See my responses below.

>> My concern with this patch's change to passByRef() is that flattening
>> will pass large records by value. Which is exactly what our 'const'
>> intent is intended to eliminate. Seems inconsistent to me.
>
> I don't think that's right.  We pass blank and const records by
> reference at the C level; as far as I know, there's no need to change
> the formal type of the argument to 'ref' (as this routine is attempting
> to do) in order to get this effect.  As we've discussed, the Chapel IR
> is intended to be representing Chapel semantics (at least at this point),
> not C semantics.
>
> I can spot-check a specific example/scenario to verify that this is
> still the case if you have one in mind.

I do not claim to follow the "C vs. Chapel-level" paragraph above. In 
any case, the example is this:

   record R { var x: int; }
   outer();
   proc outer() {
     const r: R;
     inner();
     proc inner() {
       writeln(r);
     }
   }

If R is large (which the compiler currently does not discern), inner() 
in the generated code should be getting a pointer argument, rather than 
a struct argument.

BTW in the following example RVF on the trunk fails to forward 'r' even 
though it should. Maybe your patch fixes that.
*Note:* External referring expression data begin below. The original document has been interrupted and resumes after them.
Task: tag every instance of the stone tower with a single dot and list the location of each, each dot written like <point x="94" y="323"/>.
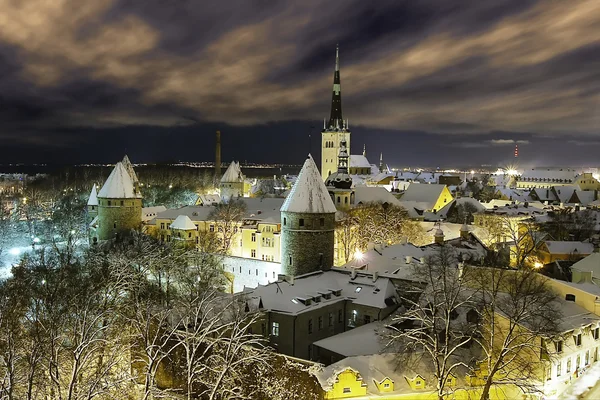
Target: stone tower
<point x="307" y="224"/>
<point x="232" y="182"/>
<point x="119" y="203"/>
<point x="92" y="206"/>
<point x="339" y="183"/>
<point x="336" y="129"/>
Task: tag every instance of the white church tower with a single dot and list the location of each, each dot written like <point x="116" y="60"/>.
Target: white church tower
<point x="336" y="129"/>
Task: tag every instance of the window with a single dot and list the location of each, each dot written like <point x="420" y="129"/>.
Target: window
<point x="587" y="357"/>
<point x="558" y="346"/>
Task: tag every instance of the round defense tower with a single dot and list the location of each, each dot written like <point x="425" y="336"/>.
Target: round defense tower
<point x="307" y="224"/>
<point x="119" y="205"/>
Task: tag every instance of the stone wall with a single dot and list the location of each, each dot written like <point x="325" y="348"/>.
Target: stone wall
<point x="127" y="217"/>
<point x="249" y="272"/>
<point x="306" y="248"/>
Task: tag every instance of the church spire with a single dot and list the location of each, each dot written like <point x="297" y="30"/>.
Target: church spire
<point x="336" y="99"/>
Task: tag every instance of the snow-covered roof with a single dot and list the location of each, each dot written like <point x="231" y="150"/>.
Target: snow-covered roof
<point x="233" y="174"/>
<point x="590" y="263"/>
<point x="93" y="199"/>
<point x="149" y="213"/>
<point x="119" y="185"/>
<point x="549" y="175"/>
<point x="184" y="223"/>
<point x="568" y="247"/>
<point x="369" y="194"/>
<point x="330" y="287"/>
<point x="309" y="194"/>
<point x="423" y="193"/>
<point x="359" y="161"/>
<point x="369" y="336"/>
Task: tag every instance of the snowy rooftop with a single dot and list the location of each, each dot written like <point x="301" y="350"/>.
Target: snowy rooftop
<point x="184" y="223"/>
<point x="309" y="194"/>
<point x="359" y="161"/>
<point x="93" y="199"/>
<point x="233" y="173"/>
<point x="323" y="288"/>
<point x="118" y="185"/>
<point x="568" y="247"/>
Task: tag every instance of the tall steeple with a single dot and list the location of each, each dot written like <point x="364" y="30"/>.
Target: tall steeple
<point x="335" y="120"/>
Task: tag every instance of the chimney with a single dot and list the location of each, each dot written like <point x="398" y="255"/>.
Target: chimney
<point x="218" y="155"/>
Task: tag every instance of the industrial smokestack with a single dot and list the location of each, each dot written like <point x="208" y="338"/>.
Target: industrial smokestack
<point x="218" y="155"/>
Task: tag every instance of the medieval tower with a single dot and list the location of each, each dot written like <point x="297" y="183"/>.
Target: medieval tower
<point x="336" y="129"/>
<point x="119" y="203"/>
<point x="232" y="182"/>
<point x="307" y="224"/>
<point x="339" y="183"/>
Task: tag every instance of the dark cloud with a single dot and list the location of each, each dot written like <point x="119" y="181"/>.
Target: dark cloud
<point x="75" y="73"/>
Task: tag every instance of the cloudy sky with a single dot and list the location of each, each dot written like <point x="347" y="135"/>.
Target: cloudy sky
<point x="427" y="82"/>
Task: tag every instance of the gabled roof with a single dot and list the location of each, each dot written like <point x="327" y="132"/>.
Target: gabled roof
<point x="118" y="185"/>
<point x="359" y="161"/>
<point x="423" y="193"/>
<point x="93" y="199"/>
<point x="184" y="223"/>
<point x="309" y="194"/>
<point x="233" y="174"/>
<point x="129" y="167"/>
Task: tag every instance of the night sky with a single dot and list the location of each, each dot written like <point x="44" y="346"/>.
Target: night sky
<point x="428" y="82"/>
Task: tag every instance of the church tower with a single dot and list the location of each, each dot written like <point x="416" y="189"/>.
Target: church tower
<point x="336" y="129"/>
<point x="307" y="224"/>
<point x="119" y="203"/>
<point x="339" y="183"/>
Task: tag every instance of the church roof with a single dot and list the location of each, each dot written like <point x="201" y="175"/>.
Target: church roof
<point x="129" y="167"/>
<point x="309" y="194"/>
<point x="119" y="185"/>
<point x="184" y="223"/>
<point x="233" y="173"/>
<point x="93" y="199"/>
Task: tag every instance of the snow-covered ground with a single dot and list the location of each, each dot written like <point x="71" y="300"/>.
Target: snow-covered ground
<point x="579" y="387"/>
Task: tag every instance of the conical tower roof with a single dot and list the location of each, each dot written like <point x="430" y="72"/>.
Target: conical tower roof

   record R { var x: int; }
   proc test() {
     const r: R;
     var i$: sync int;
     on Locales[numLocales-1] {
       i$ = 1;
       writeln(r);
     }
   }
   test();


> Recall that the last time we discussed this broadly as a group, it was
> decided that the 'const'-ness of an argument was only supposed to
> reflect the callee's intentions for that argument, not the caller's.  To
> know that the actual is const, you'd need to analyze the callsites and
> can't expect to see this in the intent's bitmask (though we could store
> it in some compiler-generated meta-information created by an analysis
> pass).  The fact that I was checking the bit expecting to know something
> about the actual was my mistake and the reason that I'm now testing and
> planning to commit a more specific check for CONST_IN.

OK, if we are to stick with this language definition, then

(a) we should distinguish, in the intent bitmask, the bit that says "do 
not modify this formal" from the bit that says "this formal does not 
change", and

(b) in addition to 'const ref', we should provide an intent that (1) has 
the run-time efficiency of 'ref' and (2) assures the callee that the 
formal does not change. The actuals for such intent must be 'const' 
variables or formals of guaranteed-unchanged ref intents.